Many cities (and airports) have official taxi monopolies. They limit the number of cabs in the city, and regulate them, typically by issuing "medallions" to cabs or drivers or licences to companies. The most famous systems are in London and New York, but they are in many other places. In New York, the medallions were created earlier in the century, and have stayed fixed in number for decades after declining from their post-creation peak. The medallion is a goldmine for its "owner." Because NY medallions can be bought and sold, recently they have changed hands at auction for around $300,000. That 300K medallion allows a cab to be painted yellow, and to pick up people hailing cabs in the street. It's illegal for ordinary cars to do this. Medallion owners lease the combination of cab and medallion for $60 to $80 for a 7-9 hour shift, I believe.
Here in San Francisco, the medallions are not transferable, and in theory are only issued (after a wait of a decade or more) to working cab drivers, who must put in about 160 4-hour shifts per year. After that, they can and do rent out their medallion to other drivers, for a more modest rental income of about $2,000 per month.

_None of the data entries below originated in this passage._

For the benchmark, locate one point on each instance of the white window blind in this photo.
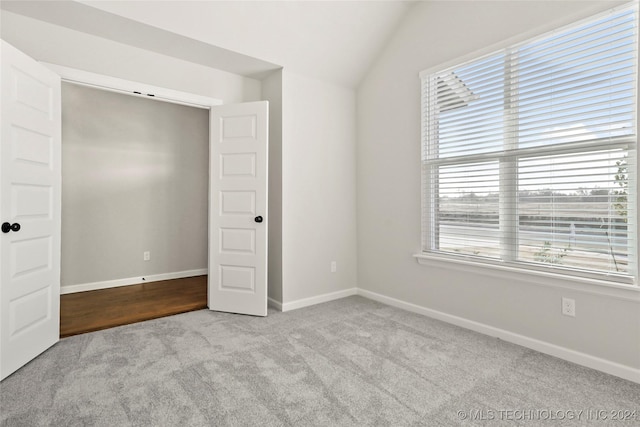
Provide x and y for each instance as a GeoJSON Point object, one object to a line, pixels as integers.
{"type": "Point", "coordinates": [529, 154]}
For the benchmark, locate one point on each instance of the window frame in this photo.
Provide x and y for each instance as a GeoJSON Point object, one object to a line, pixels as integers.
{"type": "Point", "coordinates": [510, 264]}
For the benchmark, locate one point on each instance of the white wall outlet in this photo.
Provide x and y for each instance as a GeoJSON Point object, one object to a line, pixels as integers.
{"type": "Point", "coordinates": [569, 307]}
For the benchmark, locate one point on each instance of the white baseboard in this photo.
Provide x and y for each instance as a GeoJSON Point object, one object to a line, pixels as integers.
{"type": "Point", "coordinates": [593, 362]}
{"type": "Point", "coordinates": [305, 302]}
{"type": "Point", "coordinates": [130, 281]}
{"type": "Point", "coordinates": [275, 304]}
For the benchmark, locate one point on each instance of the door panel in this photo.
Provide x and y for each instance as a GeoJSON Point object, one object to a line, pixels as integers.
{"type": "Point", "coordinates": [29, 196]}
{"type": "Point", "coordinates": [238, 194]}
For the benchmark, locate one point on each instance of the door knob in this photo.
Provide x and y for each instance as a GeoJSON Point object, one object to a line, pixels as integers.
{"type": "Point", "coordinates": [7, 227]}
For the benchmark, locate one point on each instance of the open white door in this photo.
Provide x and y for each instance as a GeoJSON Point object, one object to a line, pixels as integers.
{"type": "Point", "coordinates": [29, 209]}
{"type": "Point", "coordinates": [238, 208]}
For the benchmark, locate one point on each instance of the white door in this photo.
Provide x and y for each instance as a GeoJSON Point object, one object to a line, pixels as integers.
{"type": "Point", "coordinates": [29, 209]}
{"type": "Point", "coordinates": [238, 208]}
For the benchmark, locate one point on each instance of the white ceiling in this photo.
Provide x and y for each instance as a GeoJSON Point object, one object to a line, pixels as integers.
{"type": "Point", "coordinates": [335, 41]}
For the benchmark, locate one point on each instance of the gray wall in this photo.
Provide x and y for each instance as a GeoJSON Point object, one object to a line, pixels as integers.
{"type": "Point", "coordinates": [607, 323]}
{"type": "Point", "coordinates": [135, 179]}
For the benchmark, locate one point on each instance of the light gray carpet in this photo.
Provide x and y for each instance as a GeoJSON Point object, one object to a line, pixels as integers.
{"type": "Point", "coordinates": [350, 362]}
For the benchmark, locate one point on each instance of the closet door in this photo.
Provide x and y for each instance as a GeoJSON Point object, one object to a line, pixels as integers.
{"type": "Point", "coordinates": [238, 207]}
{"type": "Point", "coordinates": [29, 209]}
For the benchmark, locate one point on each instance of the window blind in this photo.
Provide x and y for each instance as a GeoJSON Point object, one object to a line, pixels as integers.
{"type": "Point", "coordinates": [529, 153]}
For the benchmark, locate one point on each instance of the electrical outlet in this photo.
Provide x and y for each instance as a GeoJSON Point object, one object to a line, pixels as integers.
{"type": "Point", "coordinates": [569, 307]}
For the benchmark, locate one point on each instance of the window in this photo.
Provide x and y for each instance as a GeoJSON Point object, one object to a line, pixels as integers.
{"type": "Point", "coordinates": [529, 153]}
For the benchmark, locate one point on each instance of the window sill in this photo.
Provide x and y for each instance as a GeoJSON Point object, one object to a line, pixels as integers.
{"type": "Point", "coordinates": [554, 280]}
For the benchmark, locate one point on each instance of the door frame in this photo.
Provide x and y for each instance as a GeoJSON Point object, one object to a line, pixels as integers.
{"type": "Point", "coordinates": [132, 88]}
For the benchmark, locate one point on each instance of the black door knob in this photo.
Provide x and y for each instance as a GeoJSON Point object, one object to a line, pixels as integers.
{"type": "Point", "coordinates": [7, 227]}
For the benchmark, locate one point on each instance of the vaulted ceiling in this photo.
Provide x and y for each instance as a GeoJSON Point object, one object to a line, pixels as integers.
{"type": "Point", "coordinates": [335, 41]}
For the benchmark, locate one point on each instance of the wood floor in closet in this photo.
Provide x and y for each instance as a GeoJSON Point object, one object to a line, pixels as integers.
{"type": "Point", "coordinates": [95, 310]}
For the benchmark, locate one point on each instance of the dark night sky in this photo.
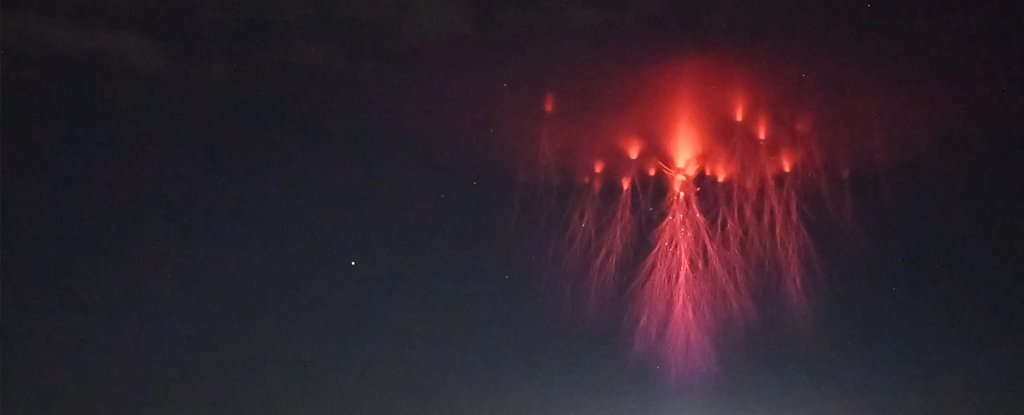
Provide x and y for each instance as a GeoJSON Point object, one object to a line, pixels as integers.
{"type": "Point", "coordinates": [186, 188]}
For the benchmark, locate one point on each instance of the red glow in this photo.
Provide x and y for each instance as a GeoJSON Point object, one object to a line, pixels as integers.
{"type": "Point", "coordinates": [762, 128]}
{"type": "Point", "coordinates": [715, 237]}
{"type": "Point", "coordinates": [632, 146]}
{"type": "Point", "coordinates": [549, 102]}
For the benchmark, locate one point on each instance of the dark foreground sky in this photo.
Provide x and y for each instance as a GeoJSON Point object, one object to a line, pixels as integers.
{"type": "Point", "coordinates": [302, 208]}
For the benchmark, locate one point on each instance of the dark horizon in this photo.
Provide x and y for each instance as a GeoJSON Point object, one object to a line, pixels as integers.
{"type": "Point", "coordinates": [312, 208]}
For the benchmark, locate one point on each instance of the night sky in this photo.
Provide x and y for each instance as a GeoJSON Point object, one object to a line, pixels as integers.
{"type": "Point", "coordinates": [309, 208]}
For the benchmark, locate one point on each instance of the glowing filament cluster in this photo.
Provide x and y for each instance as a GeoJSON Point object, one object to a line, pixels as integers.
{"type": "Point", "coordinates": [686, 216]}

On the surface, this seems ridiculous. Why do we even need a government monopoly on taxis, and why should this monopoly just be a state-granted goldmine for those who get their hands on it? This is a complex issue, and if you search for essays on taxi medallions and monopoly systems you will find various arguments pro and con. What I want to get into here is whether some of those arguments might be ripe for change, in our new high-tech world of computer networks, GPSs and cell phones.
In most cities, there are more competitive markets for "car services" which you call for an appointment. They are not allowed to pick up hailing passengers, though a study in Manhattan found that they do -- 2 of every 5 cars responding to a hail were licenced car services doing so unlawfully.